Since the initiation of this correspondence with the BBB, Mr. ****** has indicated that he will now reduce the invoice for this work by $1000. While this is an improvement over his previous response, it is not acceptable. My lawyer, whom I contacted only after Mr. ****** threatened to put a lien on my house, has advised me that if this matter cannot be settled by another means, I should consider taking Mr. ****** to court for the cost of having the tile work, matting, and cement removed and replaced with properly installed material. This would not be my preferred method of handling this situation, but it is one that will be adopted if necessary.

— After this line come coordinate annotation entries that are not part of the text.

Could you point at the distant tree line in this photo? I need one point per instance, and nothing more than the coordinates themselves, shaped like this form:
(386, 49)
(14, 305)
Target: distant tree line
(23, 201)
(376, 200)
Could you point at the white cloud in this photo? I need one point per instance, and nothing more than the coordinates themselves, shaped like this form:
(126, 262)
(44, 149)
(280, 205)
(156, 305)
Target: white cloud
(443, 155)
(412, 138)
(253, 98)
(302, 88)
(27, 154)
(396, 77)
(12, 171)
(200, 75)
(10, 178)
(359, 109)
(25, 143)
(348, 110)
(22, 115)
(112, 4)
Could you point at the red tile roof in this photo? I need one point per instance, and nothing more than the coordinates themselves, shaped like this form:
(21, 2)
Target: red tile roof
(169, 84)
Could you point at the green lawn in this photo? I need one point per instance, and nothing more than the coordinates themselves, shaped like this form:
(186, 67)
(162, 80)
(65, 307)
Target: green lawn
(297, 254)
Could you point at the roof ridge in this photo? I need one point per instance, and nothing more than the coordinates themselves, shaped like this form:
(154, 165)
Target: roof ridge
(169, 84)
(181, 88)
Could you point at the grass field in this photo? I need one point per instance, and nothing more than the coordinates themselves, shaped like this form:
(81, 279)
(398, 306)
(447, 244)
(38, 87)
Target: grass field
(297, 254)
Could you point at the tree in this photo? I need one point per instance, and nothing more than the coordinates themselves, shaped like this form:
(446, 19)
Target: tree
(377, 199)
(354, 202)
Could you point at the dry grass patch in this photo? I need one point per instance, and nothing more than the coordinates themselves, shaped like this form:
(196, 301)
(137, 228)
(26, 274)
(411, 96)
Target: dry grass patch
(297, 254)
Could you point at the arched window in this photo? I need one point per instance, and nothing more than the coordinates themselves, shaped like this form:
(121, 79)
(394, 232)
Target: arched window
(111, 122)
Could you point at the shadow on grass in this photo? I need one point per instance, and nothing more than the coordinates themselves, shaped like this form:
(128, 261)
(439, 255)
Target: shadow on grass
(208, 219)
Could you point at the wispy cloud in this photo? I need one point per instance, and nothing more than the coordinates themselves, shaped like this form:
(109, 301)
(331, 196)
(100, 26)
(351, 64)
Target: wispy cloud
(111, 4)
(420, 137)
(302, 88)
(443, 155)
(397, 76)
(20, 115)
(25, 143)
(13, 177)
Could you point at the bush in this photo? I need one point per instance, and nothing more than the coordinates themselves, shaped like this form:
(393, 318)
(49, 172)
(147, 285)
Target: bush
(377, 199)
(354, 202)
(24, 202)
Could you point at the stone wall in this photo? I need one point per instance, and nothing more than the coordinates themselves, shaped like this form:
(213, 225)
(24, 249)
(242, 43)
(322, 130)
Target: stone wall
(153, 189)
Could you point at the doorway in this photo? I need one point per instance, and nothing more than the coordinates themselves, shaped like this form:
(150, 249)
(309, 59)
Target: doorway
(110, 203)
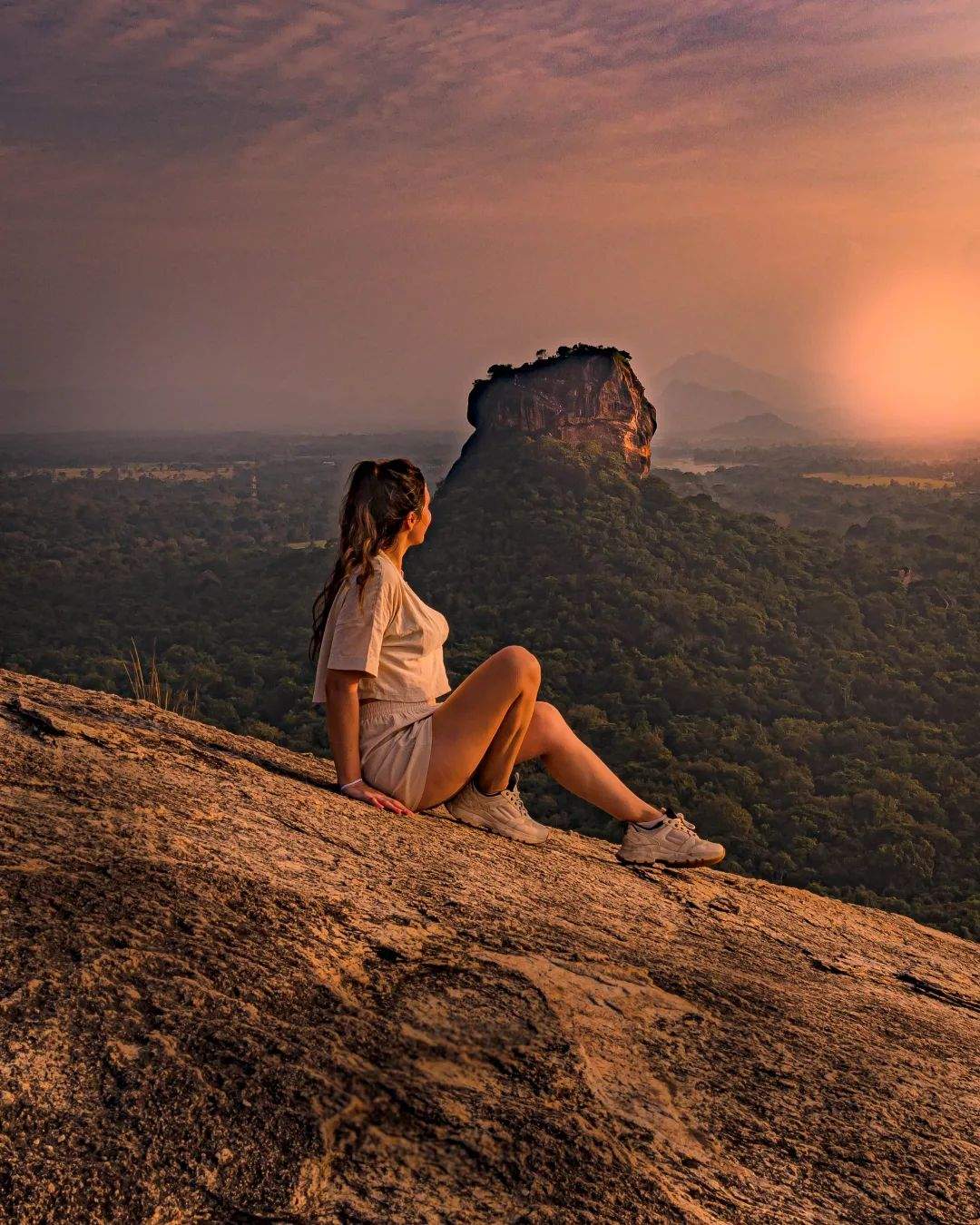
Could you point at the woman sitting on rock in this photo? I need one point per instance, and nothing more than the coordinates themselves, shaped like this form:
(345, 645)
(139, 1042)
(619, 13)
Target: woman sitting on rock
(380, 671)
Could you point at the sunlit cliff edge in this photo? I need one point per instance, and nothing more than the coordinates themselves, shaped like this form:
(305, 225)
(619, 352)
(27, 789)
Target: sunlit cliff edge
(227, 993)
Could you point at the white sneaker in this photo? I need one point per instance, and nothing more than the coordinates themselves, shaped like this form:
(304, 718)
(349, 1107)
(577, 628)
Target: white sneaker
(671, 840)
(504, 814)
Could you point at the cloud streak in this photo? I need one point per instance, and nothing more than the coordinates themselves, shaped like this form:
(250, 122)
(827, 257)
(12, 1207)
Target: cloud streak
(178, 128)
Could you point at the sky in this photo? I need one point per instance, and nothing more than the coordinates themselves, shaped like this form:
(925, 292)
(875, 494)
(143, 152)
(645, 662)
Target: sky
(345, 212)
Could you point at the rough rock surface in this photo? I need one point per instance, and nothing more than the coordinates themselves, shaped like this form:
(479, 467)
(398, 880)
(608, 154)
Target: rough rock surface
(227, 993)
(576, 398)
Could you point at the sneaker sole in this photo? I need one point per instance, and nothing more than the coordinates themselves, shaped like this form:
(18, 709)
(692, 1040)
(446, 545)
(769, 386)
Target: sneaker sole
(479, 823)
(671, 863)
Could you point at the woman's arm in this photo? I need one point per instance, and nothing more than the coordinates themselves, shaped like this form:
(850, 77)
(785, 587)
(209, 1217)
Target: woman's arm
(343, 721)
(343, 728)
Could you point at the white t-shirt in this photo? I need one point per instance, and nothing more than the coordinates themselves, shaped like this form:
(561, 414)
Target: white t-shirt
(394, 637)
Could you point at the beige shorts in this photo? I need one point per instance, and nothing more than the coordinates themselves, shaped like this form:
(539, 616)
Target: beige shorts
(396, 744)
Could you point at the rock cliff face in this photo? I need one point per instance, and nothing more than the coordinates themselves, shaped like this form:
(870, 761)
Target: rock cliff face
(588, 396)
(230, 994)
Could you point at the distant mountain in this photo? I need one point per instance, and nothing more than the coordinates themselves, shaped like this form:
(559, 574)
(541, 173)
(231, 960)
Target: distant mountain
(702, 389)
(713, 370)
(690, 409)
(762, 427)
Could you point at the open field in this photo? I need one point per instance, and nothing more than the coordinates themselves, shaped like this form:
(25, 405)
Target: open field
(849, 479)
(174, 472)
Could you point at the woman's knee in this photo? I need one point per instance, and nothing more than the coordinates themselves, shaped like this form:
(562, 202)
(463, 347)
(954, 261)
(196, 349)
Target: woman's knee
(552, 724)
(524, 665)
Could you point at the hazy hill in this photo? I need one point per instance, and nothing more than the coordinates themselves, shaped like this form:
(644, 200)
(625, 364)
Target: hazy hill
(689, 409)
(713, 370)
(230, 994)
(761, 427)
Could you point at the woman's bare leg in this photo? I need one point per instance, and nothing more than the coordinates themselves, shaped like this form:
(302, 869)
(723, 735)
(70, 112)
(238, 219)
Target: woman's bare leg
(577, 769)
(478, 730)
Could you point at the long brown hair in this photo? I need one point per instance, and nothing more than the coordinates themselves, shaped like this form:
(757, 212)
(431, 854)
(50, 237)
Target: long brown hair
(377, 501)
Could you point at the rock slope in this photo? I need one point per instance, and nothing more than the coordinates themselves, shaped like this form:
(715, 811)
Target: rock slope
(227, 993)
(581, 397)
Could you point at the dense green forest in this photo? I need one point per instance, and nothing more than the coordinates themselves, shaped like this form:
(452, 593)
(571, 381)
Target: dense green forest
(787, 689)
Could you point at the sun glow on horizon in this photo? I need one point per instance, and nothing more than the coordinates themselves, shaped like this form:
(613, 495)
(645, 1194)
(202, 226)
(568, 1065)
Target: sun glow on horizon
(904, 356)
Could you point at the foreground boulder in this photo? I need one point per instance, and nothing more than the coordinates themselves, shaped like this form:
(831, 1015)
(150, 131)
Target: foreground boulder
(227, 993)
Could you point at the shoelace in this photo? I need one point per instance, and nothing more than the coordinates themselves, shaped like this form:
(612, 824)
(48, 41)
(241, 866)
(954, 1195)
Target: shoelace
(678, 818)
(514, 795)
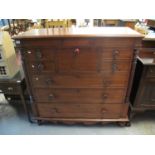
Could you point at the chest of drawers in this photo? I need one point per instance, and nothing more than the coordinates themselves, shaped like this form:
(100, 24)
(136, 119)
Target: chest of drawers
(79, 75)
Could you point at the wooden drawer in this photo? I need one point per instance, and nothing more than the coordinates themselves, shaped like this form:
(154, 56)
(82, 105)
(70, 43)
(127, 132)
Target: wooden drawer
(77, 59)
(41, 67)
(77, 42)
(9, 88)
(150, 71)
(62, 110)
(88, 60)
(105, 95)
(114, 66)
(56, 43)
(114, 42)
(40, 54)
(81, 80)
(116, 53)
(147, 53)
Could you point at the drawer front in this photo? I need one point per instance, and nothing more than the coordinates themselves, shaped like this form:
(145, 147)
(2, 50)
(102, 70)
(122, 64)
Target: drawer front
(81, 80)
(106, 95)
(62, 110)
(116, 53)
(56, 43)
(40, 54)
(77, 59)
(114, 42)
(114, 66)
(9, 88)
(41, 67)
(77, 42)
(89, 60)
(150, 71)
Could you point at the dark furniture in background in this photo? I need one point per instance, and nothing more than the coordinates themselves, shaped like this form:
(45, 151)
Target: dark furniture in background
(143, 89)
(14, 91)
(79, 75)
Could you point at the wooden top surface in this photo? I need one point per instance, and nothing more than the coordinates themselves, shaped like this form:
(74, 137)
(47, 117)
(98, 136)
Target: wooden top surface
(80, 32)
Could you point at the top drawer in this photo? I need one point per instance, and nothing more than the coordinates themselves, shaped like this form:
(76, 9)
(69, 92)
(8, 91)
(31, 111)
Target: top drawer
(77, 42)
(42, 43)
(114, 42)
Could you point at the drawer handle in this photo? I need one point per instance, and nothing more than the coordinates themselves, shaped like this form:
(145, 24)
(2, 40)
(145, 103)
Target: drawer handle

Given this option, I am offering the following settlement to Mr. ******: A full amount of $ 3,040.19 will be paid to ***** Construction for the cost of tiling material, labour cost for the tiling, and the labour cost for installing the baseboards (material supplied by owner). This amount is based on: 206 square feet of tiling @6.57 sq/ft; 206 square feet of labour for tiling at $7 square foot (average tiling labour cost $ 5-7 square footl included miscellaneous supplies); $100 for labour for the baseboard installation; and .05% GST for material and labour. The cheque would be made out immediately and mailed to ***** Construction, or paid by email transfer. If this is not acceptable to Mr. ****** then legal proceedings will be the only option left.